While the men are all about the cobbles (except for the few ninnies who dally around in Pais Vasco and other assorted sideshows) the women have some big and diverse challenges coming up. Starting this Sunday the peloton will be split between two big races, the grandmother of them all, the World Cup Trofeo Alfredo Binda and in Flanders the Gent Wevelgem. Unlike the men's race the G-W isn't the main attraction of the day, Binda is the prestigious WC that will draw the majority of the big stars, especially the ones that can handle a climbier course. Binda, together with Plouay perhaps, offers the most challenging course on the women's circuit.
Binda as you can see offers a course that is pretty similar to a challenging World Championships course and looking at resultlists you can pretty clearly see this correlation.

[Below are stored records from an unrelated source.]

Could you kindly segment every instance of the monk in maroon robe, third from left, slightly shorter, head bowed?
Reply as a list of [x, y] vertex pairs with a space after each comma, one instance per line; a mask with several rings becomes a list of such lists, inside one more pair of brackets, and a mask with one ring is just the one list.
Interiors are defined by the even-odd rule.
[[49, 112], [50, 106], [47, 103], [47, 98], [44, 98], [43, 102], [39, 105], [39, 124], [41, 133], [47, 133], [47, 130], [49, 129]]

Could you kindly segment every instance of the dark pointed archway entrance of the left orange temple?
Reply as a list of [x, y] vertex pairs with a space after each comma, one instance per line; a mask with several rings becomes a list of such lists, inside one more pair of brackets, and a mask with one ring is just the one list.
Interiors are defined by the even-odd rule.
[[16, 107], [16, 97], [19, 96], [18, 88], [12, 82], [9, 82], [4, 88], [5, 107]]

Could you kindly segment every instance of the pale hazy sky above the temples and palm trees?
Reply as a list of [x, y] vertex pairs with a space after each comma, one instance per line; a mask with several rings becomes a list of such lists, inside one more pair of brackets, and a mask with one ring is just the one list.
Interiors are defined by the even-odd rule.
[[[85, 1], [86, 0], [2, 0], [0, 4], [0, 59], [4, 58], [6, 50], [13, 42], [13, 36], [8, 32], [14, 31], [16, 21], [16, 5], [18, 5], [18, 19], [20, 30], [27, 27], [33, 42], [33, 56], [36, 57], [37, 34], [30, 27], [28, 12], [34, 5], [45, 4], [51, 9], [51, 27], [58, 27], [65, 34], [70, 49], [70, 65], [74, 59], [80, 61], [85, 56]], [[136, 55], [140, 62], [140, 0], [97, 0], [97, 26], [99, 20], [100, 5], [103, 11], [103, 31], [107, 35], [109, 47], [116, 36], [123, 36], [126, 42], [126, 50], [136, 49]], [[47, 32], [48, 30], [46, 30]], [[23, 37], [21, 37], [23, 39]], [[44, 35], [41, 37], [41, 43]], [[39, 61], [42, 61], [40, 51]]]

If you can't climb then obviously you need not bother to turn up for this and in that way the clash between this classic old race and the newly established women's version of Gent-Wevelgem becomes a little more bearable. Because Wevelgem is pretty much flat as a pannekoeken and reliant on weather, wind and general flandrian nastiness to make the race selective.
Otherwise it is a pity that the clash remains unsolved when the Flanders Classics organizers are making the effort to add a women's race. At this point they have women's versions of Het Nieuwsblad, G-W and Ronde van Vlaanderen which isn't bad at all considering that Belgian cycling doesn't have the best record of gender equality. The date is apparently very important to the Binda organizers and G-W, raced at the same time as the men, is obviously not moving as long as the World Tour calendar stays as it is. If neither of them are budging then we'll probably keep seeing a second tier (and sprinter dominated) field in Gent- Wevelgem. In some ways that is ok but it is missing out on an opportunity to display all of the stars of the women's peloton to the audience the men's race offers up. Future will tell where this goes.
Weekend after it's time for another World Cup and probably the most highly regarded of them all. As far as this website goes the Ronde van Vlaanderen is obviously going to count as the biggest of the year and most of the female riders probably agree, this is the one they most want on their palmares. With a start from the square in Oudenaarde that draws a huge crowd and a partially shared course with the men's Ronde it's probably the biggest crowd the peloton sees all year and that helps make it many rider's favorite race. Oh, that and the fact that the parcourse is hard as nails and awesome. There's that too. Four flat cobbles-section including Haaghoek and Paddestraat and ten hellingen, the final two being Oude Kwaremont and Paterberg makes this course brutal and selective. And this year we will be getting quality coverage of the highlights of the race via the UCI channel a few days after, so for once we will actually get a good idea how the race was won.
For those who struck out in De Ronde there's a chance of an immediate revenge already the day after in Dottignies just south of Kortrijk. GP Dottignies is another typical hard Belgian race that tends to be one for the sprinters but it is by no means an easy Monday spin for tired legs. It's usually hard-fought and competitive as the field is almost as stacked as it is on Sunday.
With the two World Cups in the bag the women's peloton then moves on to the windy echelonfest that is the six stage Energiewacht Tour in the Netherlands and after that..... Fleche Wallonne and the return of the
evil omnipotent fierce but still loved by all ,Marianne Vos. You have to love spring cycling, it's non-stop big races.